In general, no. In specific cases, yes.

There are a couple constructs that some other answers alluded to, and that is pointer-only types. There are a couple pointer-only type constructs that come to mind. If anyone thinks of more I'll add them to the list.

Opaque Types

These are types where the type's implementation is totally hidden to the user. You will typically see a structure typedef in the header, but no implementation of that struct. Because of that you cannot dereference values of these types. All functions that operate on this type take pointers to these types. It is appropriate to add the pointer to the typedef in these situations. You often see these called "handle" types.

typedef struct handle_ * handle;

handle get_handle(string s);
void mutate_handle(handle h, value v);
void release_handle(handle h);

Flexible Array Member Types

Another pointer-only type are types that are defined with flexible array members (FAMs). The last member in a FAM type is an unconstrained array. You are intended to dynamically allocate storage for these types and the flexible array is treated as inline with the structure. You can access fields in a FAM type, but cannot dereference the whole object. It is also appropriate to add the pointer to the typedef here.

typedef struct string {
    size_t capacity;
    size_t length;
    char buffer[];
} * string;

string string_new(void);
size_t string_length(string s);
void string_append(string * s, char c);
void string_delete(string * s);

Solution 15

Some time ago, i'd have answered "no" to this question.
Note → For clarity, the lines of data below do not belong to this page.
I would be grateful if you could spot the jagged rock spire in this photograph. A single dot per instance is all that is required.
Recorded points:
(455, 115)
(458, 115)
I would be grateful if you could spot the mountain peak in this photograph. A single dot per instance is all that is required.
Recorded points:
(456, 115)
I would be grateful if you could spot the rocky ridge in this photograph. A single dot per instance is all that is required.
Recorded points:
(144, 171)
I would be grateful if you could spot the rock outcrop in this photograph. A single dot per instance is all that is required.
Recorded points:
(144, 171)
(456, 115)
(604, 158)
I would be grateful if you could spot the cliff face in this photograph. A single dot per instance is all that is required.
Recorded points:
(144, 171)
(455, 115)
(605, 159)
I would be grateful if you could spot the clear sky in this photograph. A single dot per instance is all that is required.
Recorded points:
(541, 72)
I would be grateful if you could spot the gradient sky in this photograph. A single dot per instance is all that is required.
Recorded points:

Now, with the rise of smart pointers, pointers are not always defined with a star '*' anymore. So there is nothing obvious about a type being a pointer or not.

So now i'd say : it is fine to typedef pointers, as long as it is made very clear that it is a "pointer type". That means you have to use a prefix/suffix specifically for it. No, "p" is not a sufficient prefix, for instance. I'd probably go with "ptr".